Chen's chosen work was Mendelssohn's Violin Concerto In E Minor, a perennial favourite, drawing in not just SSO regulars at the Esplanade Concert Hall last Friday, but many students and a noticeable crowd of parents with young children, presumably young aspirants of the violin.
His abundant technical abilities showed in the effervescent work, and he poured his efforts into producing a rich, rounded tone.
The partnership among him, the conductor and the orchestra was good, but not always ideal, with the soloist's attempts to push tempos in the outer movements thwarted by sluggish response, which led to some instability in the finale.
As much as his Mendelssohn was lush and romantic, it smacked of an approach that is on the wane; one that insists on wide, invariant vibrato in every phrase and displaying virtuosity at every opportunity. It is hard not to look back to Leonadis Kavakos' spell-binding performance of the same work with SSO last year, or to the refreshing approach taken by another young SSO guest violinist, Alina Ibragimova, in her 2011 recording.

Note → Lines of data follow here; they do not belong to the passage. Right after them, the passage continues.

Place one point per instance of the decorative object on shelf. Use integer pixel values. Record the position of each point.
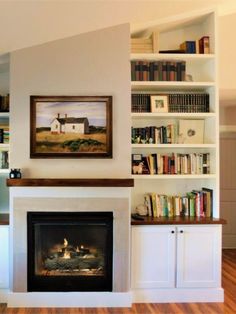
(145, 45)
(159, 103)
(4, 159)
(15, 173)
(71, 126)
(191, 131)
(141, 210)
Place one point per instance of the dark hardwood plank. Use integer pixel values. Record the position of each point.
(228, 307)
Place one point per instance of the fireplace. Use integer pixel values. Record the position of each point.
(69, 251)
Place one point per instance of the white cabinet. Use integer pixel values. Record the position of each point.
(153, 253)
(176, 256)
(198, 258)
(4, 259)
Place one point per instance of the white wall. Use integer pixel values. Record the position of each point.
(95, 63)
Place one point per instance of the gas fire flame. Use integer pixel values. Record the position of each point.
(65, 243)
(66, 255)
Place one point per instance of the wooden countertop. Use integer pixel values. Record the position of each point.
(178, 221)
(4, 219)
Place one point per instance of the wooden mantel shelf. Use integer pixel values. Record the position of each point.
(85, 182)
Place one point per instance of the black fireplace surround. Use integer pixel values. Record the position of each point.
(69, 251)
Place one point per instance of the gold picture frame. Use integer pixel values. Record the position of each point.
(70, 126)
(159, 103)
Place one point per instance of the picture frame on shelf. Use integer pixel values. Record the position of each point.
(159, 103)
(70, 126)
(191, 131)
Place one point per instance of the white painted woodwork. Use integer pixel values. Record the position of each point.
(198, 256)
(188, 258)
(4, 259)
(153, 257)
(228, 188)
(203, 69)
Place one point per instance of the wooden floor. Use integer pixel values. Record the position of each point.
(228, 307)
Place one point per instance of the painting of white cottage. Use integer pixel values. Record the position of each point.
(69, 125)
(75, 126)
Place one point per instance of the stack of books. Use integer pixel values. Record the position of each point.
(197, 203)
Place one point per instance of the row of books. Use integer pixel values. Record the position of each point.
(201, 46)
(175, 163)
(4, 134)
(193, 204)
(158, 70)
(196, 46)
(4, 160)
(155, 135)
(192, 102)
(4, 103)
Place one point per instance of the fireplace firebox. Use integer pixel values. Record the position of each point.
(69, 251)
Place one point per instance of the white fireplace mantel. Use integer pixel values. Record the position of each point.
(102, 195)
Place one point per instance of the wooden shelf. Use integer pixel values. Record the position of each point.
(4, 219)
(172, 176)
(168, 115)
(178, 221)
(177, 56)
(173, 145)
(85, 182)
(169, 85)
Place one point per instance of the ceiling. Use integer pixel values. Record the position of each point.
(31, 22)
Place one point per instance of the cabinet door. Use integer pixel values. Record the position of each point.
(4, 259)
(198, 256)
(153, 257)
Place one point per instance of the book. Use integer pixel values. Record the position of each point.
(204, 45)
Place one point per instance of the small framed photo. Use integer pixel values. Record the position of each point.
(191, 131)
(159, 103)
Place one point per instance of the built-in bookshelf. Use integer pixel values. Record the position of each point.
(4, 132)
(192, 99)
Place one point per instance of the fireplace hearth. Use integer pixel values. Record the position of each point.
(69, 251)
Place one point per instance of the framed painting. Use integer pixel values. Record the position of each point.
(70, 126)
(159, 103)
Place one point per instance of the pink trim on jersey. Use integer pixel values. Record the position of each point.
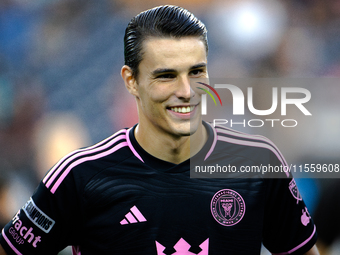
(10, 244)
(253, 137)
(299, 246)
(131, 147)
(83, 153)
(73, 154)
(76, 250)
(97, 156)
(255, 144)
(213, 144)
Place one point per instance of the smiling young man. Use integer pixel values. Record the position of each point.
(132, 193)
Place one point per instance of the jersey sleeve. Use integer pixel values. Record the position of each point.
(288, 226)
(46, 224)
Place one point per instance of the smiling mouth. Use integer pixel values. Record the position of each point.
(182, 109)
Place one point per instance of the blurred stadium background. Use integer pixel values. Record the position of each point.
(60, 84)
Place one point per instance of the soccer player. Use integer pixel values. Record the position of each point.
(132, 193)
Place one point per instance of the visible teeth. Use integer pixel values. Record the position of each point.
(183, 109)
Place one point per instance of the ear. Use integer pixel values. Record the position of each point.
(129, 80)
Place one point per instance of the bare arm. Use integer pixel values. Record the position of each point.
(2, 252)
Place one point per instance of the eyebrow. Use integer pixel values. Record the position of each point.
(169, 70)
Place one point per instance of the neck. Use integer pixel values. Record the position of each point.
(170, 148)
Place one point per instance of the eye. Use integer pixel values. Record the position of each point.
(166, 76)
(196, 72)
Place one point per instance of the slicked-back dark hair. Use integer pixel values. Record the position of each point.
(163, 21)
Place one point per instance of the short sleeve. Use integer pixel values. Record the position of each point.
(46, 224)
(288, 226)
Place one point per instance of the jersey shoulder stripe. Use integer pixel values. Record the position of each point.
(240, 138)
(58, 173)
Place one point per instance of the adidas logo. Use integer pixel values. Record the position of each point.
(134, 216)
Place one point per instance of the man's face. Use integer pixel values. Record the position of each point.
(168, 102)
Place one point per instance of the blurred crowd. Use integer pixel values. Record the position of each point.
(60, 85)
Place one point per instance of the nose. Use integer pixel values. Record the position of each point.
(184, 90)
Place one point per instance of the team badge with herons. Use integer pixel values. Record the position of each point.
(227, 207)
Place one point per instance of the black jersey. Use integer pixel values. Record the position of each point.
(115, 198)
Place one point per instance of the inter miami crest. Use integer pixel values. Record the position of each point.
(294, 190)
(227, 207)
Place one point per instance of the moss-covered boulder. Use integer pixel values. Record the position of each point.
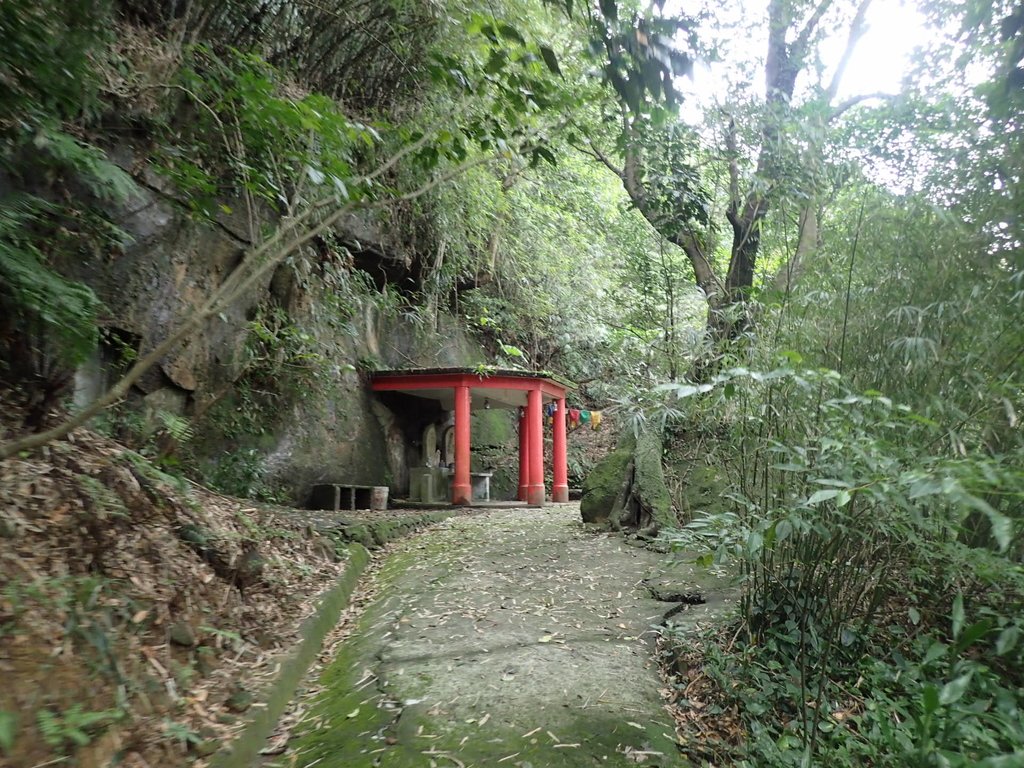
(627, 489)
(605, 483)
(650, 498)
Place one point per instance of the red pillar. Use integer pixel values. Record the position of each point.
(535, 416)
(560, 488)
(523, 456)
(462, 491)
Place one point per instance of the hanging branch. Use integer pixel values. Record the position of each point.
(288, 239)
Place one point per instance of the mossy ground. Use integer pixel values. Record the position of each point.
(512, 635)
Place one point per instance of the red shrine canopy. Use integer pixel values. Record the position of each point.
(464, 389)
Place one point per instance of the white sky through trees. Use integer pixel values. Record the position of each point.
(880, 61)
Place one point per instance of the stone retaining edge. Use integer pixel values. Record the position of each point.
(245, 750)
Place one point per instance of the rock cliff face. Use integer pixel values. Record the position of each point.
(273, 388)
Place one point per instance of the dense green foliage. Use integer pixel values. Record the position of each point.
(860, 420)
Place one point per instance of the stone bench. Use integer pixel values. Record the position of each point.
(336, 497)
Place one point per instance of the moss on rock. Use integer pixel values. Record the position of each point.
(605, 482)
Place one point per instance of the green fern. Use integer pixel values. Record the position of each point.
(35, 292)
(73, 726)
(176, 426)
(87, 163)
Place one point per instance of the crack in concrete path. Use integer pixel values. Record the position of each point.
(513, 637)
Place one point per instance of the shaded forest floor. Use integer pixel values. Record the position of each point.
(140, 614)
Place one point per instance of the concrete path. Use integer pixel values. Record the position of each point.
(510, 638)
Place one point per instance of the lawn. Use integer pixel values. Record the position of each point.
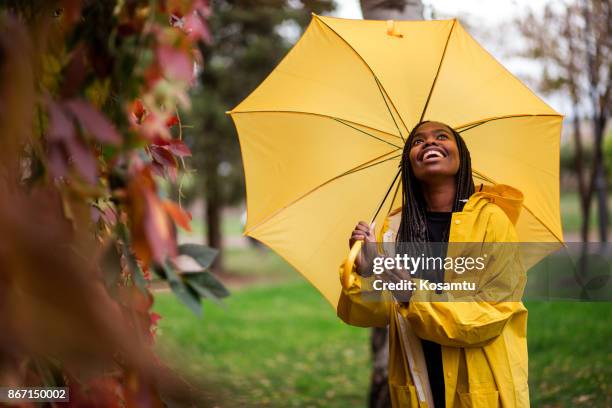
(571, 214)
(282, 346)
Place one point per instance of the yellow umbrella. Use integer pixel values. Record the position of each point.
(322, 135)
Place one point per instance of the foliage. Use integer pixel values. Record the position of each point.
(90, 118)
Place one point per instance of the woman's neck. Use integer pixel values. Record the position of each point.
(440, 196)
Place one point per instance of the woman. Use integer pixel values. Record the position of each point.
(449, 353)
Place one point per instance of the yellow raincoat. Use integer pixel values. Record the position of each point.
(484, 344)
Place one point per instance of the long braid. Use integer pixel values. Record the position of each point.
(413, 225)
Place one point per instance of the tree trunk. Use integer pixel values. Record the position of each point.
(214, 238)
(601, 185)
(213, 207)
(392, 9)
(585, 199)
(379, 389)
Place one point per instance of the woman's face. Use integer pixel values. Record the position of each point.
(433, 152)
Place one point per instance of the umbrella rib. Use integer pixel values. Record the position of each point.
(381, 88)
(389, 109)
(386, 195)
(481, 175)
(366, 133)
(359, 167)
(319, 115)
(472, 125)
(433, 85)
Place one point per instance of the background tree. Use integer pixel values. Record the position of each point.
(574, 41)
(248, 39)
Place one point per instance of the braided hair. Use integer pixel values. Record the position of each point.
(413, 225)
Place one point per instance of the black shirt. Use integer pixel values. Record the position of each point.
(438, 225)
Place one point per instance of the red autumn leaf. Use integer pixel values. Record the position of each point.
(60, 125)
(58, 160)
(176, 64)
(83, 159)
(157, 169)
(172, 120)
(157, 228)
(178, 148)
(181, 217)
(94, 122)
(138, 110)
(163, 156)
(196, 28)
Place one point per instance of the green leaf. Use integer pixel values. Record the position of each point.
(185, 294)
(202, 254)
(206, 284)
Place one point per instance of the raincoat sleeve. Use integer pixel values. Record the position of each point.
(361, 305)
(476, 320)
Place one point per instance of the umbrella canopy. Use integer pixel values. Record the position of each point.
(322, 135)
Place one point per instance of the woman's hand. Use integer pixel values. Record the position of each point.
(366, 233)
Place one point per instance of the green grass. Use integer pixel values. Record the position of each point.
(283, 346)
(571, 216)
(277, 346)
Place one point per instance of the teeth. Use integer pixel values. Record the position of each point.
(432, 153)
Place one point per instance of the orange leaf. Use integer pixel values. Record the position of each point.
(181, 217)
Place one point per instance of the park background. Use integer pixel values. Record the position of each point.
(273, 341)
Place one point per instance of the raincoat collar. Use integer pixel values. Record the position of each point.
(508, 198)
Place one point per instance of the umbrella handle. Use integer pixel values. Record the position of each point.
(347, 271)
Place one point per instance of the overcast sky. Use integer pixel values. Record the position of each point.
(490, 22)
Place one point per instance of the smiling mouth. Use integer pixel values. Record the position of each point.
(432, 154)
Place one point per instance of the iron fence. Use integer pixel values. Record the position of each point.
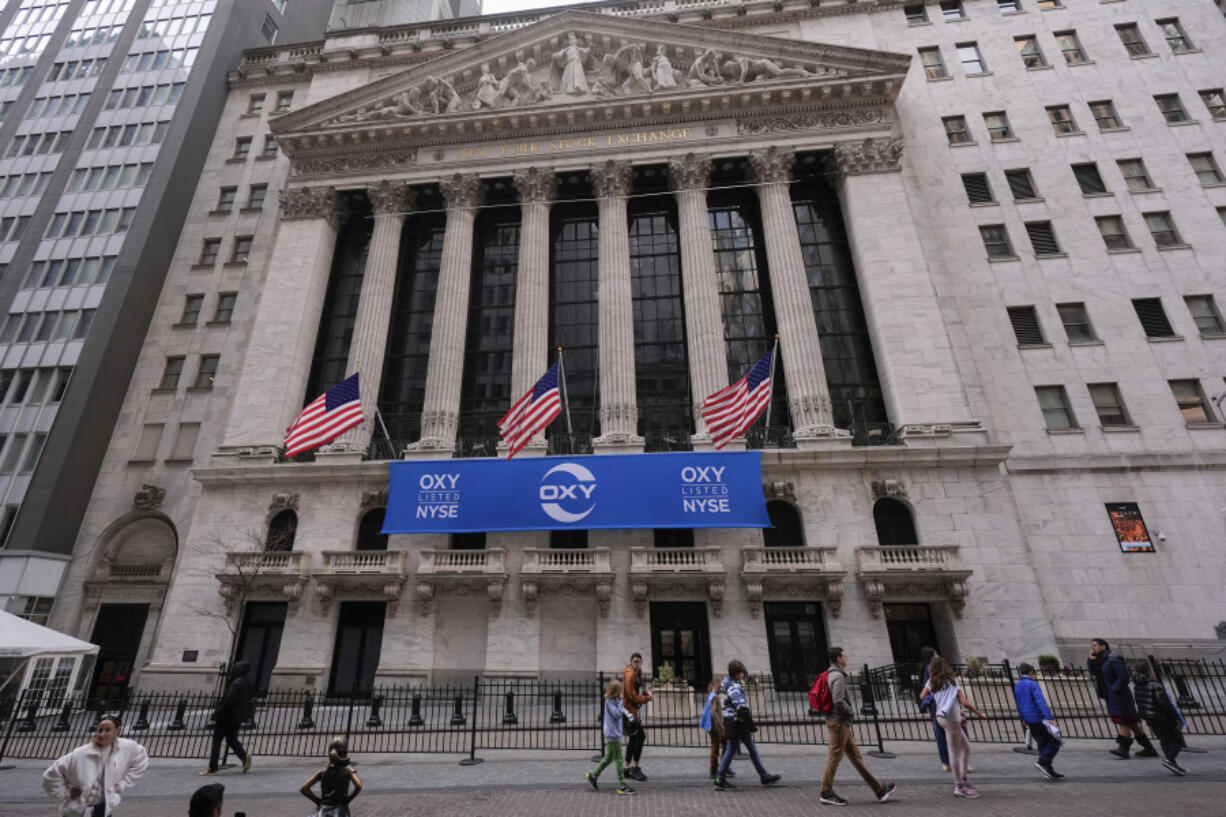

Chen has much going for him, but five years after the major competition wins, it seems time that the musician in Ray Chen overtakes the virtuoso.
Herbig took the orchestra through of its sternest tests this year, with Shostakovich's Symphony No. 8, an hour-long reflection on the tragedy and horrors of war, a work that musicologists and commentators describe using such terms as "despairing" and "nightmarish".
The first movement alone took over 30 minutes, but both conductor and the SSO handled the powerful opening and subsequent episodes of misery, terror and desolation without excess or exaggeration. The second movement is a parody of a war march, where Shostakovich replaces the usual wit of a scherzo with irony. It provided Herbig and the orchestra some respite before embarking on the third movement, with its relentless four note theme, described in the program notes as "some of the most hellish music every written".
Throughout this and the final two movements, the SSO played with superb control. The sounds of the battlefield were like sonic sledgehammers that always maintained their focus.
Despite the brooding nature of the music, this performance was not about gloom, doom and war. While the work ends in quiet resignation with barely a glimmer of life, the overall experience for the audience and orchestra was of drama and emotion, and not depression.
Full credit goes to Herbig for a brilliant reading, and the musicians for their grit and determination to make this a rewarding experience.